The updated yearly sp500 candlestick chart is showing that the 2012 price candlestick is morphing into a reversal candlestick and may morph even further into bearish form as the year progresses. The way the candlestick looks now (not even at the mid year point) suggests that there is a rejection of the new bull market zone above 1320. The topping tail on the current 2012 candle indicates supply came into the market in that range.
Of course the year is no where near finished and a lot can happen between now and end of year, but at least up to today it is taking a bearish form.
I suspect that the 2012 candlestick will continue to take shape of a bearish candlestick. If the 2012 candlestick is to remain as a bearish signaling candle very similar to the 2007 yearly price candlestick then it would suggest that the max downside for the 2012 candle will be in the 1210 range on the sp500.
So the scenario could play out with 1210 range being an important low and then an extended bounce into end of year period and then a new semi overbought stance in preparation for the real down move in 2012.
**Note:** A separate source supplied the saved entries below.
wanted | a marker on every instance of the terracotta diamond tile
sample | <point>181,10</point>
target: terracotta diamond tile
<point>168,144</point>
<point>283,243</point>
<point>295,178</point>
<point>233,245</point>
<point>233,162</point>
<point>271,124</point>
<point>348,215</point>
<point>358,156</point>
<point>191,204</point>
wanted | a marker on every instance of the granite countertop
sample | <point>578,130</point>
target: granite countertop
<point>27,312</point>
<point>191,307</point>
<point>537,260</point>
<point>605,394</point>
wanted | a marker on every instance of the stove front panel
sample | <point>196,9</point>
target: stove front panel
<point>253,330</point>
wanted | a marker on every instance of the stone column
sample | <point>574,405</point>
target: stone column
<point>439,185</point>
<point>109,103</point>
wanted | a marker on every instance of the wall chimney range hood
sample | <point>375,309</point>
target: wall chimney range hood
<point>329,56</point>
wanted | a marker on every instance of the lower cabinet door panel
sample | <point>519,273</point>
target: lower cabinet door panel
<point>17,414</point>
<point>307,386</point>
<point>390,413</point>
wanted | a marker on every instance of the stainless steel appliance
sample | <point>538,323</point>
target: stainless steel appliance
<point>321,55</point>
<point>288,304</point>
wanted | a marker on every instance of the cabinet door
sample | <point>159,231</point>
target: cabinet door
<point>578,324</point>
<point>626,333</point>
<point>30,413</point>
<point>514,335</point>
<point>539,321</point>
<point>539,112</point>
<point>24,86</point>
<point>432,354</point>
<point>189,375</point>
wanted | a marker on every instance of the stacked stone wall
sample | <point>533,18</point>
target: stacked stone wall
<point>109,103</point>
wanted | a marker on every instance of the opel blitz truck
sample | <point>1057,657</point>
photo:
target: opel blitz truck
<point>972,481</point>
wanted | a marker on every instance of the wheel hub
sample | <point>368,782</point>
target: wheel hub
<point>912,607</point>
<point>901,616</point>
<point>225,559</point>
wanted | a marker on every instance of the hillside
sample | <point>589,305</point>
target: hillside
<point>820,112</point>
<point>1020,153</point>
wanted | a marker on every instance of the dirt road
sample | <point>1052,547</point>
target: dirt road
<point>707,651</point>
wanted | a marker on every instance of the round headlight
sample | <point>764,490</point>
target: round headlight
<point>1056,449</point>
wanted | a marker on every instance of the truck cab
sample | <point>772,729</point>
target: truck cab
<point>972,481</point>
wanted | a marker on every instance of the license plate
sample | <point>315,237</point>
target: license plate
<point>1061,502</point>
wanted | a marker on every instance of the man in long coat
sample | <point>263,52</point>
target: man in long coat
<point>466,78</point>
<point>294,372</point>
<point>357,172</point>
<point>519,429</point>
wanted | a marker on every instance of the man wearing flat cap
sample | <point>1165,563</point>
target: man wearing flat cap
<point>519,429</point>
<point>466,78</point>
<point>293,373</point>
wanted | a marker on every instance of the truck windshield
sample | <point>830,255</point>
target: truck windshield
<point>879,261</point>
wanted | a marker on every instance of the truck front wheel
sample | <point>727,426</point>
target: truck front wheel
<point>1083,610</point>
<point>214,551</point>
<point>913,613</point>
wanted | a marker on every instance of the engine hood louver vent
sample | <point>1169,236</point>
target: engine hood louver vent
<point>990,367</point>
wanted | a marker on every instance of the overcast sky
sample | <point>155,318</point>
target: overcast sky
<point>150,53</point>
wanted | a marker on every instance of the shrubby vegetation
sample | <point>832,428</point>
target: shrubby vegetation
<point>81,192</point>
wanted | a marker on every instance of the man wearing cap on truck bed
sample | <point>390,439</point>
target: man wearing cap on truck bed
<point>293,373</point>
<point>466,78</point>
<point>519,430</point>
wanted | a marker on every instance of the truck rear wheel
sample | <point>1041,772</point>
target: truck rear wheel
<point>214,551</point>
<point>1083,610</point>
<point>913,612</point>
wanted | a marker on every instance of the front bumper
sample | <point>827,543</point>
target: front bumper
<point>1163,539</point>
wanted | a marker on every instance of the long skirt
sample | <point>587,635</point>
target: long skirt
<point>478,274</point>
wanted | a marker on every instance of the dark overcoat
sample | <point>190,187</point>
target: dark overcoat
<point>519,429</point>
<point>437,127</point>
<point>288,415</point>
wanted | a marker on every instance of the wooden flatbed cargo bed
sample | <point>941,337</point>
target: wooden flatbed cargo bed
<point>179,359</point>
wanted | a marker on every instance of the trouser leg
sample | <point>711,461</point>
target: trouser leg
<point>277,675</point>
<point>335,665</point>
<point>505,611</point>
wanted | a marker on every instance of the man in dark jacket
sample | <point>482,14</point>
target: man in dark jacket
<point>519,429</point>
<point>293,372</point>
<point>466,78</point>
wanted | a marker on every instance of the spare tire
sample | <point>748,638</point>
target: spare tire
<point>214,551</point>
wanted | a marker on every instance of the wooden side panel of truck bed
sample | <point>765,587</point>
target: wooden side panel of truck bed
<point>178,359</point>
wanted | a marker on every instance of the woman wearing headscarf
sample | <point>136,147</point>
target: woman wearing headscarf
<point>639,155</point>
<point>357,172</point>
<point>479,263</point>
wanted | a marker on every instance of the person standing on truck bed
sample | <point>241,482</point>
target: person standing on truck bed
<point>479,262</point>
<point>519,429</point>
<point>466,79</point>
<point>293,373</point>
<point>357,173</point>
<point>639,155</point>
The yearly RSI structure shows that despite the long term bear market we are still technical in a positive bias era with RSI holding greater than 50. It will be a breaking of RSI under the 50 range that will invoke the ultra bearish most destructive consequences of this bear market. A yearly closing of RSI (relative strength index) under the 50 range will be the range where equities are truly hated. This red shaded sell off zone could become reality in the 2015 to 2020 time frame. That will likely be the time frame to load up on equities for ‘the long term’.